Frequently Asked Questions
How does credential stuffing differ from brute force attacks in Spring Boot applications?
Credential stuffing uses valid username/password pairs from data breaches, while brute force tries many password combinations for known usernames. Credential stuffing is more dangerous because it exploits password reuse across services. Spring Boot applications are vulnerable to both, but credential stuffing requires fewer requests to succeed since attackers use legitimate credentials rather than guessing passwords.
Can middleBrick detect credential stuffing vulnerabilities without access to my source code?

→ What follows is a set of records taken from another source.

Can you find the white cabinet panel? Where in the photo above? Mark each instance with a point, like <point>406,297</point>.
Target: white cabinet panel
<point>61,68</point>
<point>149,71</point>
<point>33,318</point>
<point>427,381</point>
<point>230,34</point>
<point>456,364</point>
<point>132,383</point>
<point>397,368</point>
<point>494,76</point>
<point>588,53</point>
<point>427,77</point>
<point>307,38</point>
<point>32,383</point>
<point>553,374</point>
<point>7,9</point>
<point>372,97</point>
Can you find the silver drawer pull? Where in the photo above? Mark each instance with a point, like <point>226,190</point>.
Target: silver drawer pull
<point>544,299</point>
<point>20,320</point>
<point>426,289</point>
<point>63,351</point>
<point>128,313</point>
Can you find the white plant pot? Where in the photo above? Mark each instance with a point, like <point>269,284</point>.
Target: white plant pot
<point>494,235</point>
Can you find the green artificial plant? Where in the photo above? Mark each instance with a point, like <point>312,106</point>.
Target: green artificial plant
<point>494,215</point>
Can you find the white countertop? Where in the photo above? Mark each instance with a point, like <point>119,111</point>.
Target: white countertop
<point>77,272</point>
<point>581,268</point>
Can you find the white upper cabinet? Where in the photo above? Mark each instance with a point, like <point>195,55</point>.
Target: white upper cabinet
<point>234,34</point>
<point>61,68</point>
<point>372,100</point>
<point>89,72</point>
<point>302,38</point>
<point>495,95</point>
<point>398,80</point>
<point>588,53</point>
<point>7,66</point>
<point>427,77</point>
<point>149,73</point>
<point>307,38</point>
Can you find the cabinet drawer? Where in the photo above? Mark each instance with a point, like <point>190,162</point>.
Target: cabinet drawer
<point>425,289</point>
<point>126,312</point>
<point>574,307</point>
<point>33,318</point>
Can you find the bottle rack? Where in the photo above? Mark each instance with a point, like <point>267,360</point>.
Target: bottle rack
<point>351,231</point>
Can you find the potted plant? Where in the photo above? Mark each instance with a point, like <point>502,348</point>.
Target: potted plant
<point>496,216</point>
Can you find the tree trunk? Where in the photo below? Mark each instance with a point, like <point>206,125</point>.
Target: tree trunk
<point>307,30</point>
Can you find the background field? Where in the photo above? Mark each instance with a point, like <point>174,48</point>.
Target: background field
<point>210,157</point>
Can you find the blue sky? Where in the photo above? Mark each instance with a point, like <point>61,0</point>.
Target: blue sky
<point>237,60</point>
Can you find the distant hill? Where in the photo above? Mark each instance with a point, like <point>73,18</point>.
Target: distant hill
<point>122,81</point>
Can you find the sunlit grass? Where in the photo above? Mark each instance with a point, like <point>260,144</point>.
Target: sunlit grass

Yes, middleBrick performs black-box scanning of your API endpoints. It tests authentication endpoints by attempting logins with common credential pairs and analyzing response patterns. The scanner doesn't need your source code, database access, or credentials—just the URL of your Spring Boot application. It identifies vulnerabilities like lack of rate limiting, predictable error messages, and exposed actuator endpoints that could facilitate credential stuffing attacks.